Yesterday saw us venturing out again on our bikes and we left the campsite and turned right and followed the superb bicycle track along the beach edge to the small, pretty village of Puerto Sherry and saw the harbour there.
We cycled back past the campsite entrance and headed into the town. Just as we came to where we would turn away from the coastline we came across a very large street market so we locked the bikes and joined the throng enjoying the Bank Holiday Market. Whilst in Spain we have seen lots of street markets and a common type of stall which are always packed with customers are the ones where clothing or shoes are just piled on tables, similarly displayed to an old fashioned jumble sale. The sign will say “3 euros” or the like and people just rummage. This stall, selling one size fits all jeggings, certainly made me smile and I am sure you can see why I thought it was worth getting my camera out.

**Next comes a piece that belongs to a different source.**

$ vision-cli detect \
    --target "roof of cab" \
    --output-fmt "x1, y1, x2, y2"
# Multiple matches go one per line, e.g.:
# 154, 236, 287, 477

We carried on into town and first came across the bullring- Plaza de Toros with these magnificent statues.
We then went on to find the cathedral and we were delighted to see the storks nesting on top of the old building. Two of these large birds stood in the same nest and each began to clap their beaks together making a loud, deep clacking sound. They would not be described as song birds but the the sound is impressive, all the same.

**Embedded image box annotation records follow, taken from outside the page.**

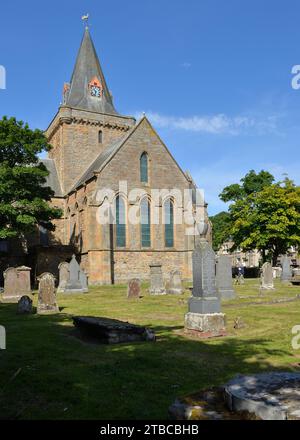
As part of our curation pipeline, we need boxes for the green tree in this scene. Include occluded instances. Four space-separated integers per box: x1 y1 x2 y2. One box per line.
209 211 230 251
0 117 61 239
219 170 275 202
229 178 300 264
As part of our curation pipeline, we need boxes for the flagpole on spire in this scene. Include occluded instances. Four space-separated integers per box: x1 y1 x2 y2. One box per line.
81 14 90 29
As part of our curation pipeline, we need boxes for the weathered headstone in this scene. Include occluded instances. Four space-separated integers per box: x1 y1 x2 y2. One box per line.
281 255 292 283
37 272 59 315
63 255 88 293
167 270 183 295
79 269 89 293
127 278 141 299
216 255 236 299
260 262 274 290
17 266 31 296
17 295 33 315
149 263 166 295
57 261 69 293
2 267 21 303
2 266 31 303
185 238 225 338
291 267 300 286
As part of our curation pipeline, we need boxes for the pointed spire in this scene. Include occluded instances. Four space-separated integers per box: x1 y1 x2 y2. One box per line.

We continued our sight seeing and came across the castle before heading down to find where we would catch the catamaran ferry to take us to Cadiz for our day out tomorrow.
We cycled down to the ferry dock and decided against taking our bikes on the ferry over to Cadiz. The fare was 2.60 euros each, one way and the crossing took 1/2 an hour. We were dropped off just opposite the old city and it certainly wasn’t going to be difficult to find the cathedral and the other interesting buildings because we could see them as we came into the ferry port. The city of Cadiz is situated on a peninsula with sea to three sides so we rejected the hop-on, hop-off bus and we decided to walk all around the the sea walls before going into the old centre to see the sights there
On our way round we followed the spit out to one of the two castles that were built to protect Cadiz from the Anglo Dutch raiders.

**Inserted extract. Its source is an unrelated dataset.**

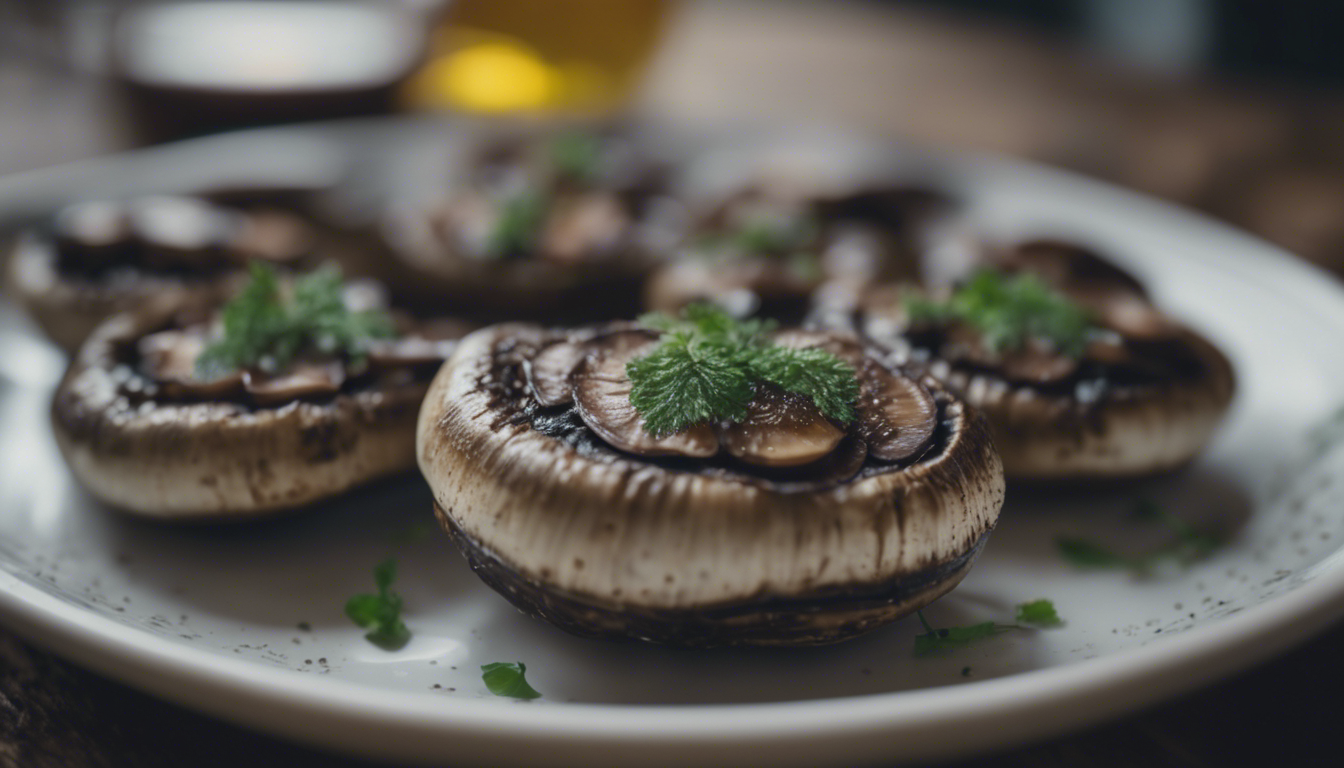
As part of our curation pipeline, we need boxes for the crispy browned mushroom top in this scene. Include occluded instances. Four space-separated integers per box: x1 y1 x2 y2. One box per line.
860 241 1225 398
648 186 952 321
513 324 946 490
384 130 681 266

We followed the sea walls round and saw lots of parks and statues and busts of important Cadiz residents from the past. Elaine decided to get into argument with one such statue but I definitely think she was given a cold shoulder.
We enjoyed the atmosphere of the narrow streets of the old city and saw lots of magnificent buildings and sights on the way round.
When we got to the cathedral we paid 4 euros each for an audio guided tour of this magnificent building which included a visit to the top of the left hand bell tower.
We both decided that it was worth paying to support this poor religious building. There were beggars outside the door desperately clutching paper cups hoping that visitors would donate a cent or two and meanwhile inside………the audio guide says this one item alone was made from silver but it did not give an estimate of its value.
We then climbed the 171 feet up the bell tower and the view from there took your breath away. However we didn’t stay up there very long because the notices up there warned you that the bells tolled on the quarter of an hour and by the time we got to the top it was already 25 minutes past the hour.